Unified brand expression regardless of where or how one engages is something that all players are confronting with various strategies, and it helps communicate value as well.

“One thing is clear to us: the customers all see it as one Harley, but they experience it all in very different ways,” Dennis said. “While customers do appreciate the nuance of a brick-and-mortar experience, there is research that tells us that these consumers, like with every other retailer, want their online, offline, and retail to retail experiences all to be unified and cohesive.”

See also: Data Shows Consumers Want More Than Low Prices From Retailers

‘Retail is Detail’ Comes Alive

Invoking the adage that “retail is detail,” Laluc explained approaches to keeping experiences relevant across the various cohorts that make up a base of customers.

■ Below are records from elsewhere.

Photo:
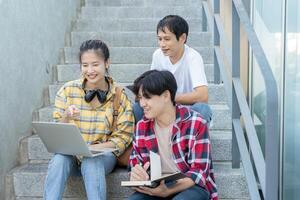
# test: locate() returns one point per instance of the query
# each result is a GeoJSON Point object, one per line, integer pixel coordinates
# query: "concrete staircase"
{"type": "Point", "coordinates": [128, 27]}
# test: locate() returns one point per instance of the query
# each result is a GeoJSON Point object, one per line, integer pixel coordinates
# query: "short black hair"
{"type": "Point", "coordinates": [98, 46]}
{"type": "Point", "coordinates": [175, 24]}
{"type": "Point", "coordinates": [154, 82]}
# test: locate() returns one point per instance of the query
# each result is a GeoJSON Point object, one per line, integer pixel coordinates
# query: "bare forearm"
{"type": "Point", "coordinates": [103, 145]}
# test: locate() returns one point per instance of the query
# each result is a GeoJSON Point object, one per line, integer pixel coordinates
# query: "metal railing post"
{"type": "Point", "coordinates": [216, 8]}
{"type": "Point", "coordinates": [235, 74]}
{"type": "Point", "coordinates": [204, 19]}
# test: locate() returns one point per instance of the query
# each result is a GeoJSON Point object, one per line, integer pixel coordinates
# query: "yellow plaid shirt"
{"type": "Point", "coordinates": [95, 124]}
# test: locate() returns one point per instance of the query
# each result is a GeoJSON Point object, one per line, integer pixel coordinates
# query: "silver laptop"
{"type": "Point", "coordinates": [65, 138]}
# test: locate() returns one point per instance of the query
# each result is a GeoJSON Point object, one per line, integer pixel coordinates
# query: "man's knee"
{"type": "Point", "coordinates": [61, 161]}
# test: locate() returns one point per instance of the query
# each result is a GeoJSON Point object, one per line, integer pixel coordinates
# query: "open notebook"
{"type": "Point", "coordinates": [155, 174]}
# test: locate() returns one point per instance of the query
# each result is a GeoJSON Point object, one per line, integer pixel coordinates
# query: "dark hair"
{"type": "Point", "coordinates": [98, 46]}
{"type": "Point", "coordinates": [155, 82]}
{"type": "Point", "coordinates": [175, 24]}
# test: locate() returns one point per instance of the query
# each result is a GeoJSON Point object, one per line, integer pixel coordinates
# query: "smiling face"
{"type": "Point", "coordinates": [93, 68]}
{"type": "Point", "coordinates": [169, 44]}
{"type": "Point", "coordinates": [154, 105]}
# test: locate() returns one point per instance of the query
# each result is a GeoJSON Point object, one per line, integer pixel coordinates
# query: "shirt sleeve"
{"type": "Point", "coordinates": [200, 156]}
{"type": "Point", "coordinates": [140, 153]}
{"type": "Point", "coordinates": [197, 73]}
{"type": "Point", "coordinates": [122, 136]}
{"type": "Point", "coordinates": [60, 104]}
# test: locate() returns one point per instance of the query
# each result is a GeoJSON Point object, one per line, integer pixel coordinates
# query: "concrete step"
{"type": "Point", "coordinates": [116, 12]}
{"type": "Point", "coordinates": [133, 55]}
{"type": "Point", "coordinates": [142, 3]}
{"type": "Point", "coordinates": [139, 24]}
{"type": "Point", "coordinates": [137, 38]}
{"type": "Point", "coordinates": [29, 181]}
{"type": "Point", "coordinates": [122, 73]}
{"type": "Point", "coordinates": [216, 93]}
{"type": "Point", "coordinates": [34, 151]}
{"type": "Point", "coordinates": [221, 116]}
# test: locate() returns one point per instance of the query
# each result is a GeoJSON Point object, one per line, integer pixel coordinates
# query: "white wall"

First is recognizing that mobile itself is a retail channel, along with the fact that it’s a major piece in the consumer’s shopping toolkit. This dovetails with how consumers want their merchant relationships to be, using 2022 Global Digital Shopping Index metrics like “know me,” “value me,” have the items that I need or want, make it easy to buy, then “protect me” after.

“What is the level of confidence that I have around what you do with the information I share with you?” he said. “How transparent is your privacy policy? When I look at that, is it intuitive enough? Is it contextualized enough? Those are really for us some of the key elements that can help dissect and assess how value is delivered to make that channel convenient to use efficient to use and rewarding from a shopper perspective.”

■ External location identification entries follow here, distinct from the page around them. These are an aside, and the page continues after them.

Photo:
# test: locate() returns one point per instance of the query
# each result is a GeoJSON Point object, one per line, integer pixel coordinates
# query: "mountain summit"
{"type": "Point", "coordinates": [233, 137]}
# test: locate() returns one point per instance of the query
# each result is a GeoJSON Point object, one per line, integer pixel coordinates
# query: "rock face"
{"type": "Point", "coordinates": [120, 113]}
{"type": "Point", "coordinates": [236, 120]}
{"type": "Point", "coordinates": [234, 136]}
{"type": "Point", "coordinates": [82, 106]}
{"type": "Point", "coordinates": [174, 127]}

Dennis said ways of meeting these expectations can include early access to products for loyalty members, saying it’s a great way to add value that companies that traditional shopping-oriented key performance indicators can’t account for — “excitement” and “devotion” are tough to put metrics on.

That differs from customer to customer, which is why “data done right” is dominating the agendas of more brands and merchants as each conversion (or abandonment) is crucial.

“How one defines value and the relative importance of what is perceived as valuable differs heavily depending on the type of experience, shopping or not, that we’re talking about,” Laluc said. “When you’re providing a product or service that generates consumer buying behaviors daily, weekly, or monthly, versus what it means to a luxury retailer that defines a returning customer as coming back every 18 months, you’re in two totally different worlds.”

That’s solved by removing pinch points for different types of customers, and Dennis said this is something Harley is investing in more heavily now.

Dennis said Harley’s constellation of products is hard to fashion into a cohesive experience “so there isn’t an online and offline anymore. In Harley’s world, it’s really hard to unify those. We’re thinking about how we can do that. We’ve worked with Cybersource to figure out how do we integrate some of those.”